08 August 2007

how sleep helps the radical

Lenin once suggested that we be as radical as reality. Trouble is that we have a bit of trouble taking it in and leaving it unsullied by the oceans of conditioning in our heads. Parenti very cleverly speaks of reality being radical, a neat way to avoid mention of who came up with this cogent bit. Not that I blame him. We are conditioned to disregard people like Lenin, even when we study him. The reason reality is radical is because of the mental conditioning that effectively blocks it from one's consciousness. When one is the actually sincere kind of sincere about assimilating reality without letting what we already think or what we already want to believe becloud, besmirch, benight this endeavor, sometimes we can take it in while sleeping, while the walking-around mind is out of it.

I get it in my sleep a lot, but also while awake. You notice the difference in character of notions coming into your mind after you've been at this Zen bit long enough. A good way to think of it is that truth, actuality unmolested by consciousness, enters consciousness like dreams enter, or like in the moments between asleep and awake, where there's no busybody correlation going on.
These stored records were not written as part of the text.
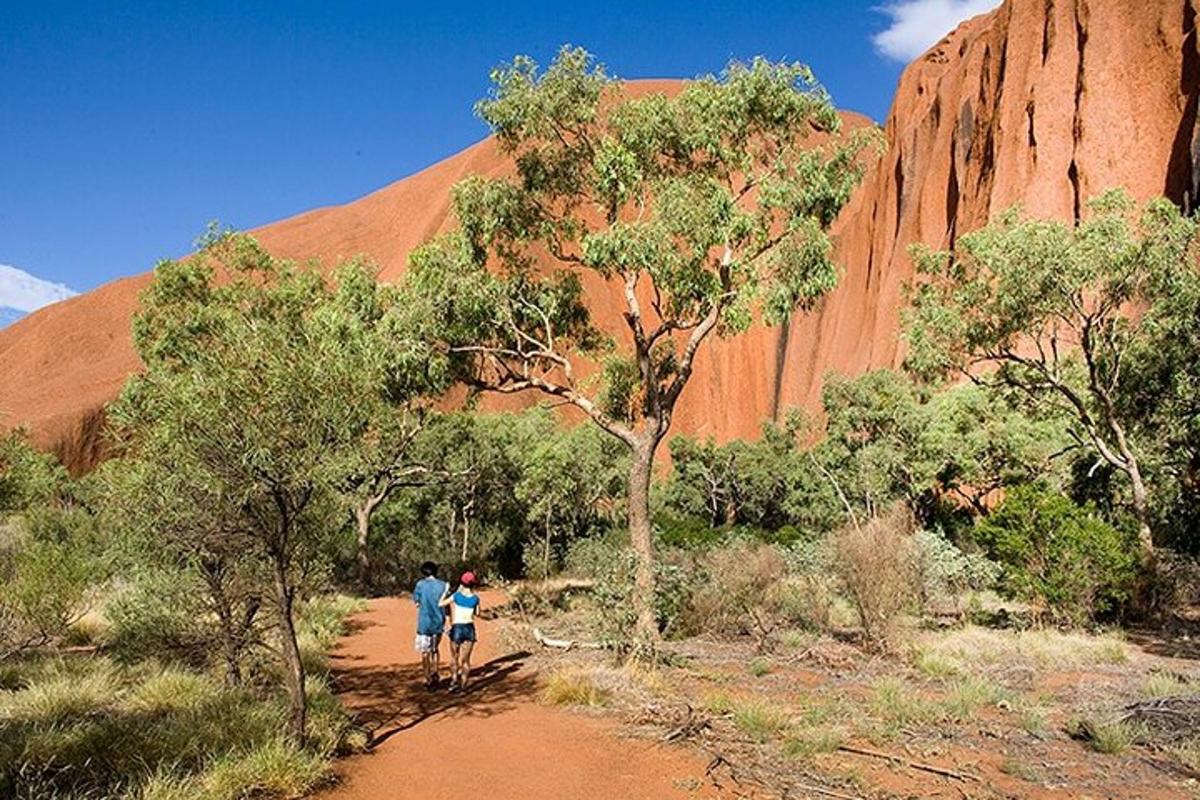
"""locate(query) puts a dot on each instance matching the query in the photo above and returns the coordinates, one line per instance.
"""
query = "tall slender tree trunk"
(363, 555)
(1141, 511)
(293, 667)
(641, 534)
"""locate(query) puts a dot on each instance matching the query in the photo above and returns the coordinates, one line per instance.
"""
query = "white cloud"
(917, 24)
(23, 292)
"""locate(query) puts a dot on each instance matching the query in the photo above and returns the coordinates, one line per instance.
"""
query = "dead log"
(909, 763)
(564, 644)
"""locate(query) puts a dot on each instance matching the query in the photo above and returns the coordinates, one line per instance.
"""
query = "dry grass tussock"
(877, 564)
(975, 650)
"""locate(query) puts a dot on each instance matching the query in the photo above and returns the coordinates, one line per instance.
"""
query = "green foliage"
(751, 483)
(703, 204)
(636, 186)
(611, 563)
(90, 728)
(945, 570)
(28, 476)
(1060, 555)
(257, 392)
(739, 589)
(1044, 304)
(573, 483)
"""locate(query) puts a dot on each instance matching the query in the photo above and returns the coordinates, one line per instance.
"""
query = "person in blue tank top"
(463, 607)
(431, 620)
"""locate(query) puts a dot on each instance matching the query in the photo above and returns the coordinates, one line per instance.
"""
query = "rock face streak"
(1041, 102)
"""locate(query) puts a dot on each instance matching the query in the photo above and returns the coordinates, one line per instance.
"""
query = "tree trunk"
(363, 525)
(641, 534)
(293, 667)
(1141, 511)
(231, 644)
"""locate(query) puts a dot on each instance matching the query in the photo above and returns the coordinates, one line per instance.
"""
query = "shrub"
(612, 564)
(156, 614)
(877, 566)
(946, 570)
(270, 770)
(1060, 555)
(807, 743)
(759, 720)
(573, 687)
(741, 590)
(813, 588)
(43, 587)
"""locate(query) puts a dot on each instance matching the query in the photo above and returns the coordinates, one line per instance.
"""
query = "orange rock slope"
(1041, 102)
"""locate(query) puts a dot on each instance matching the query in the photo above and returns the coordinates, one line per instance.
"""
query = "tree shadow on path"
(391, 698)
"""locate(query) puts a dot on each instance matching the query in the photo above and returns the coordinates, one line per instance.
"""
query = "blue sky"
(125, 127)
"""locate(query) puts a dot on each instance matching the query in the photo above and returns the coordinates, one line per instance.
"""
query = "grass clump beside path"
(574, 687)
(83, 726)
(976, 650)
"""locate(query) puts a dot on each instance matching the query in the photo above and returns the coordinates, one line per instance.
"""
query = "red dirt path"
(497, 741)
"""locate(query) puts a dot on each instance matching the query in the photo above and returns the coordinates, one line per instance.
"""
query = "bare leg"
(454, 663)
(429, 666)
(465, 667)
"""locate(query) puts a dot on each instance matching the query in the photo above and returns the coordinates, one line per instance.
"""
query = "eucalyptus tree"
(701, 209)
(1055, 312)
(250, 395)
(395, 400)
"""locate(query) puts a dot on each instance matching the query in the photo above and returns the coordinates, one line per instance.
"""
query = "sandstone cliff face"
(1042, 102)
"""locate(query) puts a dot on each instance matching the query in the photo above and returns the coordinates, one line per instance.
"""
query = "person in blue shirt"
(431, 620)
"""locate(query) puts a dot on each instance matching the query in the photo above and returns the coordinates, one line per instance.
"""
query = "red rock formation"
(1042, 102)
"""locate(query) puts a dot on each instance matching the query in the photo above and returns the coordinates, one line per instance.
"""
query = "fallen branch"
(828, 793)
(916, 765)
(564, 644)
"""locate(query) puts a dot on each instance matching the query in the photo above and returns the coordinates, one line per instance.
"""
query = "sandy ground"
(496, 741)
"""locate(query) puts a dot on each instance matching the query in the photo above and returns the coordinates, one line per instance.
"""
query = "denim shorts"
(427, 643)
(460, 633)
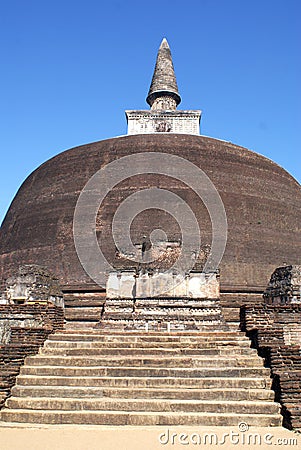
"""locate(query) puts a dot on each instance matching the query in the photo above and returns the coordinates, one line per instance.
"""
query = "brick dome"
(262, 203)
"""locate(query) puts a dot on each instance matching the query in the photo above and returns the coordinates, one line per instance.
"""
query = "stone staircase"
(144, 378)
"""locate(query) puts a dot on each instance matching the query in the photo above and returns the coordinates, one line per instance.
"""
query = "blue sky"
(69, 69)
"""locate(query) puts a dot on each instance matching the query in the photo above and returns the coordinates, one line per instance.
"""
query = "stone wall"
(32, 284)
(130, 284)
(284, 286)
(23, 329)
(275, 332)
(140, 122)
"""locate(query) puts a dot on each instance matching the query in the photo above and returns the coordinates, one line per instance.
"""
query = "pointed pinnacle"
(164, 81)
Most people never hear it, even though it is speaking to you all your life, but some people do hear it and try to write it, make all kinds of fanciful explanations for it, get elevated as poets or musicians.... When you are trained to look, you do end up seeing, but the habit of identifying this stuff turns it immediately into the stuff of your conditioning computation and you're baffled again. A thought, a product of your computational mind, sounds more like speaking. It's "louder", seems more to be of a voice. Input from your true mind is softer, isn't always speaking in language, and it's never wrong. The whole point of the practice is to silence the crashing din in yer head so you can discern your own awareness of reality. Since you identify so completely with that cacophonous blather, this ends up being harder than you're willing to try to do.

Anyway, my nonevaporative loss of steam was about abandoning the advocacy mode in favor of something more recondite, but possibly a lot more effective. The part that my walking-around mind likes the best about this is the ability to put all this ugly orange stuff away.